No llegamos a saber que es lo que nos
iba a contar Delso sobre Simancas (ver entrada anterior), pero acaso fuera la
terrible historia de su origen etimológico.
En el año 783 Abderraman II había impuesto
al rey astur
Mauregato el infame Tributo de las Cien
Doncella, merced al cual Simancas (o como se llamase por aquel entonces esta
pujante villa al borde del Pisuerga) se veía obligada a contribuir con siete de
sus hijas, que debían ser entregadas al salaz emir de Al Andalus.

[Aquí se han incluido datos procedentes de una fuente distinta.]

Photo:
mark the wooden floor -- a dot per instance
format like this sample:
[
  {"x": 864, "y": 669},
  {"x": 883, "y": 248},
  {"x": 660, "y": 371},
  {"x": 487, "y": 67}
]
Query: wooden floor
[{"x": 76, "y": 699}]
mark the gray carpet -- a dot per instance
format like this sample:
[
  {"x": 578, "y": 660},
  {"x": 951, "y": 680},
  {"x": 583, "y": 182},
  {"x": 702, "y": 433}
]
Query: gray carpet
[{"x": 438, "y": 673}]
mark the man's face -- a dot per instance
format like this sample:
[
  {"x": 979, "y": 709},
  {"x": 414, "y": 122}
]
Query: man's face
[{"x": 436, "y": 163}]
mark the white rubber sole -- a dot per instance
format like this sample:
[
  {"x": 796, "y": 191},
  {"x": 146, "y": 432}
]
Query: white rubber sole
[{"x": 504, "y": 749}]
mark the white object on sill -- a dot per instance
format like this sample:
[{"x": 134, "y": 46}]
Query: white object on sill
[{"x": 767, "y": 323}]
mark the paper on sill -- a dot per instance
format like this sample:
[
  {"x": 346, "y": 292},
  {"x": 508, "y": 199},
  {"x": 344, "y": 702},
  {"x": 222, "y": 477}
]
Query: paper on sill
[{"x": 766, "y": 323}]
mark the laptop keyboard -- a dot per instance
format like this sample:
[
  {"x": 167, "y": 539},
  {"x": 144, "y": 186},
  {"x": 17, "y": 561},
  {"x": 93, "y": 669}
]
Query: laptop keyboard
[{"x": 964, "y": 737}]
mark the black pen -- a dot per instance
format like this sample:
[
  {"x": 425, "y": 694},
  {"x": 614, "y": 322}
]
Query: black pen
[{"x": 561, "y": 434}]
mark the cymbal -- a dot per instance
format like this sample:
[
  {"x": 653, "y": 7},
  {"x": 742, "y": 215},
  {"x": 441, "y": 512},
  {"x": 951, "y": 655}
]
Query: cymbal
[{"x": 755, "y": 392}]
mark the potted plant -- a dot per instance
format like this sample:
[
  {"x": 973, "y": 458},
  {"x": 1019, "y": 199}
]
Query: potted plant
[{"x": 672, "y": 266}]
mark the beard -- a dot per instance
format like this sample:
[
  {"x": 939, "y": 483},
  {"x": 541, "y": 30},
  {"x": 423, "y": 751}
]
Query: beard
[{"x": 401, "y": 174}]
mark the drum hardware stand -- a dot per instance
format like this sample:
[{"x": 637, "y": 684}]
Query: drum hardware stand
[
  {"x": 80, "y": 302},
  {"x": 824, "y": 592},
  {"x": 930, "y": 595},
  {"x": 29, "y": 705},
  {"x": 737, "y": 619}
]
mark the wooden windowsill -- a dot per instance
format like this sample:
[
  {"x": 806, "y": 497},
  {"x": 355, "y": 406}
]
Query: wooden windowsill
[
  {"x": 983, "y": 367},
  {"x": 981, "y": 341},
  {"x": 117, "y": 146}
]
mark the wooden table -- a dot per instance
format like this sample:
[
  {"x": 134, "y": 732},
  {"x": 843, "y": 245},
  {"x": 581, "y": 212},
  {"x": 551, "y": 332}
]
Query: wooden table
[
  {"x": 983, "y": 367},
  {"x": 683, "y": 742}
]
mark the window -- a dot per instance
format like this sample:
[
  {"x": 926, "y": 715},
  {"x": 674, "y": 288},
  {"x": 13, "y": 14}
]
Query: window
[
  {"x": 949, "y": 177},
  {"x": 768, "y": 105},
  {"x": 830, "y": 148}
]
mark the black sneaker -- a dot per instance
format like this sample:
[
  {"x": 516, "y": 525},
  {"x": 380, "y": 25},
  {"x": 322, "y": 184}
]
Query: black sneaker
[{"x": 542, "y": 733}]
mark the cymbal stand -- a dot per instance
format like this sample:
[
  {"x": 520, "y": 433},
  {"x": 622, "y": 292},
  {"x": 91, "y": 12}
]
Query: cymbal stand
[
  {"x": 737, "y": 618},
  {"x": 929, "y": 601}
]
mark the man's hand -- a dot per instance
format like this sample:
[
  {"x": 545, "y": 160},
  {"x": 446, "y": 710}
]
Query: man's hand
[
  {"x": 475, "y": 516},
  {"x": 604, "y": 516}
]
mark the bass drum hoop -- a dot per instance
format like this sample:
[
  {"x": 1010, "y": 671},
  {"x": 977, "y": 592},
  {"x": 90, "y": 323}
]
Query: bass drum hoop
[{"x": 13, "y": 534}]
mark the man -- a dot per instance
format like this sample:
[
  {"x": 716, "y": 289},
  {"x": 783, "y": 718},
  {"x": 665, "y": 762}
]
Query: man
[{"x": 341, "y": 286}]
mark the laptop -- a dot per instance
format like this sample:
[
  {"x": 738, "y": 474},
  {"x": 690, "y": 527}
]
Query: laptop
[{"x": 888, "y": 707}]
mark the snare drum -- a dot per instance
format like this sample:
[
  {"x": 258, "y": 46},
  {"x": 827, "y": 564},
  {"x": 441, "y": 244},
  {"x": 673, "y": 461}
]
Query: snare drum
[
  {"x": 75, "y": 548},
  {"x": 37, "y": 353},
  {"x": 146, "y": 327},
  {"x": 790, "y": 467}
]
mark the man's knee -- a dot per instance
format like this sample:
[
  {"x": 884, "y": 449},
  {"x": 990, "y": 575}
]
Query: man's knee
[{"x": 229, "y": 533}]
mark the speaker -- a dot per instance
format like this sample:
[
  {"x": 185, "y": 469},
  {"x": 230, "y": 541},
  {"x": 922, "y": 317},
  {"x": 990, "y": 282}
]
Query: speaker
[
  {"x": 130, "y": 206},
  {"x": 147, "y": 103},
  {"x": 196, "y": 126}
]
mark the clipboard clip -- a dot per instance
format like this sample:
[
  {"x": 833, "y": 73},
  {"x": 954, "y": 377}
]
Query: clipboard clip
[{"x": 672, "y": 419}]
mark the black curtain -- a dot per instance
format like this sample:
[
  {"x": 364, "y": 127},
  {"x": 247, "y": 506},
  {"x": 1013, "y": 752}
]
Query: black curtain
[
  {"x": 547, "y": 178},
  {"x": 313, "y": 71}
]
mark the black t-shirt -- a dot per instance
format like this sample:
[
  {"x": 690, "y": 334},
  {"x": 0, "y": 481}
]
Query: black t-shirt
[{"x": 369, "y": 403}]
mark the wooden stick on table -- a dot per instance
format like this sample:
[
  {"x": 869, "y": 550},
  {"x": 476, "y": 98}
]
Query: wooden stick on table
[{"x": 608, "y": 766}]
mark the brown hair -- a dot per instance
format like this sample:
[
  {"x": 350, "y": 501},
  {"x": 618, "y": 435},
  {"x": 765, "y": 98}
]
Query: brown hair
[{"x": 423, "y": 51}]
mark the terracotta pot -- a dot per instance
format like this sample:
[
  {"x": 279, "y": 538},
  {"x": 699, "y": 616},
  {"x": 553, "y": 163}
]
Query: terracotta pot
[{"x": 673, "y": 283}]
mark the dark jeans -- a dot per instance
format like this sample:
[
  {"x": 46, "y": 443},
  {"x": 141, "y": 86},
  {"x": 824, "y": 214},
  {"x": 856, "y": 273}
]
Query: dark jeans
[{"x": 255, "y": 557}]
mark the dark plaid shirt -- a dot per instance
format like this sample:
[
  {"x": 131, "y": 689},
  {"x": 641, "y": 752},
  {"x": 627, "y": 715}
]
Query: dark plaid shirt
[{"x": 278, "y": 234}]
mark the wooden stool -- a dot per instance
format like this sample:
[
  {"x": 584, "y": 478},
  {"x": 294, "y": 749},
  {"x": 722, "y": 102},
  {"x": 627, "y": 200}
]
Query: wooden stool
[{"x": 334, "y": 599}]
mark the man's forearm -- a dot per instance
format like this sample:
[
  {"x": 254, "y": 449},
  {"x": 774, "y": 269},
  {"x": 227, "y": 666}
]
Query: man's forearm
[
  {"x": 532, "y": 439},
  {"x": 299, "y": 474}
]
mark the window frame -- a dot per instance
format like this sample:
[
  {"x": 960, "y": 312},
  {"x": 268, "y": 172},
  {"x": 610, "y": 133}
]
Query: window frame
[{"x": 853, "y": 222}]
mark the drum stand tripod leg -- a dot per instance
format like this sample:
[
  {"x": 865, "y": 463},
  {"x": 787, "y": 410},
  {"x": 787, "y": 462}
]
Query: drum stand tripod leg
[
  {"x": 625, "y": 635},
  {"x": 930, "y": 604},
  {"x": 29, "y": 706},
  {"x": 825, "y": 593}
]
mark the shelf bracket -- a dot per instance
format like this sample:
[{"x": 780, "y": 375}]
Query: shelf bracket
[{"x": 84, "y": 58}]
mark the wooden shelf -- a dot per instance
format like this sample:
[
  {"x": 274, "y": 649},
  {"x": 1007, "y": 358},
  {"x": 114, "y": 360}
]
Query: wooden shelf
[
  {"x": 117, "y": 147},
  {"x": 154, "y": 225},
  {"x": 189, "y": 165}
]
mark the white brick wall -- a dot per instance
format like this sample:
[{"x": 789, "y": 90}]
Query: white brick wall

En su forzada reclusión en una torre del castillo, las siete desventuradas jóvenes elegidas aquel año se desesperaban por encontrar una solución que les permitiese escapar de su infausto destino, y no se les ocurrió otra cosa que amputarse sus siete manos izquierdas.

alguien dijo que hubieras sido un buen avistador u ojeador (h-arengador) para la composición de harenes en las medinas de Arabia Saudí y Emiratos, y a poder ser especializado en los de emires para arriba, dadas las bonanzas que de ello repercute al ser tan excelso y delicado el trabajo.
ResponderEliminarIgual esa ha sido parte de la misión que te ha llegado a Simancas. Entender de reclutamientos curiosos que la historia ha ido dejando en modo de anécdotas. Lástima que ese otro quehacer de la pespitación, que en Simancas es ineludible, no te haya dejado mucho tiempo para el trampantojo y la documentación. Las cosas de palacio, ya se sabe. Por cierto, preciosa ilustración.